奥田 あー、RCMRは今所属アーティストがサンフジンズしかいないんですよ。まあ、うちから出すかどうかは別として、いろんな人巻き込んで何かやろうって話はいつも飲みながらしてることですけど。
浜崎 レギュラーラジオ(「RCM Radio」)も始まったんでしょ?
奥田 そうそう。それに浜ちゃんにも出てもらおうと思ってて。50になったら、みんな肩を寄せ合って生きていこうって周りに示したくて(笑)。今更「俺は俺だ!」っていう歳じゃないわけですよ。唯我独尊みたいなのはもういい。みんな仲よくやろう! そしてKINGがハイな状況を狙って、いろいろ仕切ってもらって(笑)。
浜崎 はははは(笑)。KING、こないだも「うわあ、いい曲できたラッキーだ!」ってスタジオで言ってたよ。
奥田 あいつの場合、口に出して言うことが大事だから(笑)。
──最後に、浜崎さんは今回のベストアルバムを聴いてみてどう感じましたか?
浜崎 その時々で、いろいろチャレンジしてるなと思いました。ソロ最初期の「サンクチュアリ(SEIなるふたり)」にしても、打ち込みの「ダンス☆ナンバー」にしても、常に自分にとって新鮮なことをやりたかったんだなって。ちょっと感心しましたね。KINGじゃないけど、「浜崎、すごいじゃないの」って思った(笑)。

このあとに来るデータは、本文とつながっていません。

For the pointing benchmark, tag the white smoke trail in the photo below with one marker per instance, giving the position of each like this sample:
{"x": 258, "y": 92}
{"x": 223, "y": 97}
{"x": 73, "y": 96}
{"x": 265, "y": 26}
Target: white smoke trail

──この春もベスト盤発売記念ライブ、FLYING KIDS、そして弾き語りツアーと数多くのライブが控えています。
浜崎 会場に駆け付けてくれる皆さんのことを、本当にありがたいと思ってて。その思いは年々強くなってますね。来てもらえる以上、できる限りの幸福感を届けられるようがんばりますんで、ぜひ楽しみにしていてください!
収録曲
- BAILA BAILA
- サンクチュアリ(SEIなるふたり)
- 呼吸のしるし
- MUSASINO
- オンナLIFE
- 時はただ今だけを乗せて
- ダンス☆ナンバー
- 恋サクラビト(featuring 小泉今日子)
- トワイライト(NEW VERSION)
- サーフライダー / MCU feat.浜崎貴司
- オリオン通り / 斉藤和義&浜崎貴司
- 君と僕 / 浜崎貴司×奥田民生
- ウィスキー / 浜崎貴司×おおはた雄一
- 君の笑顔 / 浜崎貴司×YO-KING
- ゴールデンタイム
- 幸せであるように(GACHI 高野山開創1200年 LIVE ver.)
浜崎貴司(ハマザキタカシ)
1965年生まれ、栃木県出身。1988年にファンクバンドFLYING KIDSを結成し、個性的な歌声とポップなサウンドで人気を集める。1998年のバンド解散後はソロに転向し、同年にシングル「ココロの底」をリリース。2004年にはMCUとユニット・マツリルカを結成する。ソロとして活動を続ける一方、2007年夏にFLYING KIDSを再結成し、「RISING SUN ROCK FESTIVAL 2007 in EZO」に出演する。現在はソロとFLYING KIDSの活動を並行して展開中。2016年2月にソロとしては初めてのベストアルバム「シルシ」を発表した。
奥田民生(オクダタミオ)
1965年生まれ、広島県出身。1987年にユニコーンのボーカリストとしてデビューし、1993年のバンド解散までに「すばらしい日々」「大迷惑」など多数の楽曲を発表した。解散後はソロアーティストとして活動を開始。1994年にシングル「愛のために」でソロデビューを果たし、以降はマイペースに作品を発表し続けている。また、井上陽水奥田民生、O.P.KING、THE BAND HAS NO NAME、地球三兄弟、サンフジンズに参加したり、PUFFYのプロデュースを担当したりと多角的に活動。2009年にユニコーンが復活して以降は、ソロと並行してバンド活動も行っている。